6. CONFIDENTIAL INFORMATION. In consideration of the covenants of
Employer contained herein, Employee agrees as follows:
(a) Employee hereby agrees and acknowledges that he has had access
to, will have access to, and is and will become aware of certain confidential,
restricted and/or proprietary information concerning operation by the Employer
and its affiliates of their home health care businesses (collectively the
"Business").

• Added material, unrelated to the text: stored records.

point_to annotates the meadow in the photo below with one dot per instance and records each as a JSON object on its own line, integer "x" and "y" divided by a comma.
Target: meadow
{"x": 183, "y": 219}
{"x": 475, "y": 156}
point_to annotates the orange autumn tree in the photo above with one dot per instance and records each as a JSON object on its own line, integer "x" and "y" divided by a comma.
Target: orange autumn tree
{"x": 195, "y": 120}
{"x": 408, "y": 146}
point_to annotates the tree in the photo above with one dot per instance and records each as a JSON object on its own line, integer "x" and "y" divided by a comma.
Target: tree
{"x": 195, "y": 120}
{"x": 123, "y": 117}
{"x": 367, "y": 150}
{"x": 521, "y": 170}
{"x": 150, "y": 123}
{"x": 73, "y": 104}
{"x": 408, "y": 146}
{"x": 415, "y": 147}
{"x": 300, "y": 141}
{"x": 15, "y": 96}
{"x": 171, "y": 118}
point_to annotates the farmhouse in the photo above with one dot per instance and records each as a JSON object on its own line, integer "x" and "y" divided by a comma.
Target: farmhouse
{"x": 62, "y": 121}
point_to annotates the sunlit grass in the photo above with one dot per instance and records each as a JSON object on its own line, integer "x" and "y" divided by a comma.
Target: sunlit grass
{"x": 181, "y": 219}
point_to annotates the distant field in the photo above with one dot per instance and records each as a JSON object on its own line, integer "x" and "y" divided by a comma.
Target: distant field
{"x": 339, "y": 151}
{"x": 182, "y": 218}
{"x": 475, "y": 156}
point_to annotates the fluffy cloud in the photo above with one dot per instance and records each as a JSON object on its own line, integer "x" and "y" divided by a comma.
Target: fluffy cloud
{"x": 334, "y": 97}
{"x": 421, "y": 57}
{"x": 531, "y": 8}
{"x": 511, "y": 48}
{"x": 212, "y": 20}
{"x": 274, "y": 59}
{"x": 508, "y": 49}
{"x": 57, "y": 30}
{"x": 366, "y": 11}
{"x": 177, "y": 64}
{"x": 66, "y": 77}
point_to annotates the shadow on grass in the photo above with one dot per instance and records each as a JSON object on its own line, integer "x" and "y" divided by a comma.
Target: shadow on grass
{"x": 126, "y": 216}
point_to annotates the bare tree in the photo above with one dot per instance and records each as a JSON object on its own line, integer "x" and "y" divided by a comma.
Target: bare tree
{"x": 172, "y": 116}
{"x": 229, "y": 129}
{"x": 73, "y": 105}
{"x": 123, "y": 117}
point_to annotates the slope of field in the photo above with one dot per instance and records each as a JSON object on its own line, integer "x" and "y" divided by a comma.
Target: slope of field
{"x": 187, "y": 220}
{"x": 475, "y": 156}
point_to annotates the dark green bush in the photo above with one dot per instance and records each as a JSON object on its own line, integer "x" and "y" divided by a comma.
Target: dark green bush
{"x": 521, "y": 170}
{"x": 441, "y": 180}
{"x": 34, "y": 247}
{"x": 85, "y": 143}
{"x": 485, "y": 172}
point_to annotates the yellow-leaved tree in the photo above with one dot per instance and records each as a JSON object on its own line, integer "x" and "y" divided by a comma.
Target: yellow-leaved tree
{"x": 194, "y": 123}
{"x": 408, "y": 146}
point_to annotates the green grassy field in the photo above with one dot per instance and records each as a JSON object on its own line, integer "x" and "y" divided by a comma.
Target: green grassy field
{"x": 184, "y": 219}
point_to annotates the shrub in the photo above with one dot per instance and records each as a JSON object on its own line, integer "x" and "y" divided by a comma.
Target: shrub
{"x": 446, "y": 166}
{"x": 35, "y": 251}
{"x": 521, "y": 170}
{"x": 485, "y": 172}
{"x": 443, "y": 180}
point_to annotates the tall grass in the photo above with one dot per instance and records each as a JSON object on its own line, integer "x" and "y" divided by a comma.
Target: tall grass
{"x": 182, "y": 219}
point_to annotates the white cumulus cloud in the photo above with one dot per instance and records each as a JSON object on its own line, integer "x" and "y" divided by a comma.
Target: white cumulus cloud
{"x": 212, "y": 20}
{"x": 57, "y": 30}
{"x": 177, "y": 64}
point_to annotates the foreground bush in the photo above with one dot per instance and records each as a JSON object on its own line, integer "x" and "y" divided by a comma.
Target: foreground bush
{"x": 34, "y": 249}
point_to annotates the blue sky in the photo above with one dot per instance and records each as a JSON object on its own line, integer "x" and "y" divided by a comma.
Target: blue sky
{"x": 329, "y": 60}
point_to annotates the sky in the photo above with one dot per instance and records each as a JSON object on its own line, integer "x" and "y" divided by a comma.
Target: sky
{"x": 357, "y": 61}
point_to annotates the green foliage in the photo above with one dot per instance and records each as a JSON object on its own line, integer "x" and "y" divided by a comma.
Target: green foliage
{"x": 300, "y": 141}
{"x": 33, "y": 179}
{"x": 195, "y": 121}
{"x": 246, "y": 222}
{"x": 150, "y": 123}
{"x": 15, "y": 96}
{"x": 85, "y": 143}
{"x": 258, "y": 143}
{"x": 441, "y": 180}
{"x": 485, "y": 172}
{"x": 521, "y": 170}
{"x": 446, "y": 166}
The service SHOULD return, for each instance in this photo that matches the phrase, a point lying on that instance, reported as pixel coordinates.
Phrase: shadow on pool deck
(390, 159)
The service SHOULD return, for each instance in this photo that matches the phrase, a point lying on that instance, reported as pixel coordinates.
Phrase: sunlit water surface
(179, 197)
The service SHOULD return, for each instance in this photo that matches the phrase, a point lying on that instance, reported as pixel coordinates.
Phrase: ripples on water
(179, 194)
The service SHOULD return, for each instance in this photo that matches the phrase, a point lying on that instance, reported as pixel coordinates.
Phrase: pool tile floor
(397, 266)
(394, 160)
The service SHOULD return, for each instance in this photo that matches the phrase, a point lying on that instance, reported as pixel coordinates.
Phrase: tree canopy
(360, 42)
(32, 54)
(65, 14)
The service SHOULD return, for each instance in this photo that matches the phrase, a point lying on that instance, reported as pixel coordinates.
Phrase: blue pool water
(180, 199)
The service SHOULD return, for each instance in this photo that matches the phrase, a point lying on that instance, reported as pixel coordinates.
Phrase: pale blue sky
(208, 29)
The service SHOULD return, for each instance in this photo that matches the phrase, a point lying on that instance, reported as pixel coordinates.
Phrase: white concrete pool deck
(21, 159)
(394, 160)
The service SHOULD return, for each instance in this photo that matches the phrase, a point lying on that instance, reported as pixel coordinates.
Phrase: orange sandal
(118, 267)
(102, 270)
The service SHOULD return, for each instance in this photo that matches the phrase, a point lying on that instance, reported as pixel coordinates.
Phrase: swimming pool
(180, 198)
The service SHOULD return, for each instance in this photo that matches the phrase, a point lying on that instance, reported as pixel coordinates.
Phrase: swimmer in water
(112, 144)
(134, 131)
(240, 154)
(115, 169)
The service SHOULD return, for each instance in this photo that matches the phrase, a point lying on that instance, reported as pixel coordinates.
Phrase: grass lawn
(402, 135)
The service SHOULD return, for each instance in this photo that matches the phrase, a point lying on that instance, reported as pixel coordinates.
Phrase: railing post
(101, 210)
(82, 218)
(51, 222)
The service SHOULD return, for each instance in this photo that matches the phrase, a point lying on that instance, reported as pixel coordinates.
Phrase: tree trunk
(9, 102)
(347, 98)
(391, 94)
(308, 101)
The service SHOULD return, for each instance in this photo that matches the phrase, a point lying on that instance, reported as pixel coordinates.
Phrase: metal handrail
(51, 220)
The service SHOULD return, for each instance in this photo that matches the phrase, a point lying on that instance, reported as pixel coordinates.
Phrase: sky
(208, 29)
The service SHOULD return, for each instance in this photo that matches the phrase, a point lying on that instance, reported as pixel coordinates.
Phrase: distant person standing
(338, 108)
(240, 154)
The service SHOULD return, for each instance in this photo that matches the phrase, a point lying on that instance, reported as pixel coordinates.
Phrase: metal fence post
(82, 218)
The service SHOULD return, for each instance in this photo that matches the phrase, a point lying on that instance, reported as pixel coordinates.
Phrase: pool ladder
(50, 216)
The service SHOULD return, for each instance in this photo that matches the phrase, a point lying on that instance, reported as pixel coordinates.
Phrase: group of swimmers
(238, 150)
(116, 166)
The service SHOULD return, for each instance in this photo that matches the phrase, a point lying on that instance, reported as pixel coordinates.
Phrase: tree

Employee hereby undertakes and agrees that he will have a duty to
Employer and its affiliates to protect such information from use or disclosure.
(b) For the purposes of this Section 6, the following definitions
will apply:
(i) "Trade Secret" as related to the Business, will mean any
specialized technical information or data relating to (w) procurement
of medical equipment and other inventory for resale; (x) marketing
strategy or plans of Employer or its affiliates; (y) proprietary
computer software; and (z) terms of contracts with suppliers, employees
and principal customers of Employer or its affiliates which are not
generally known to the competitors of Employer.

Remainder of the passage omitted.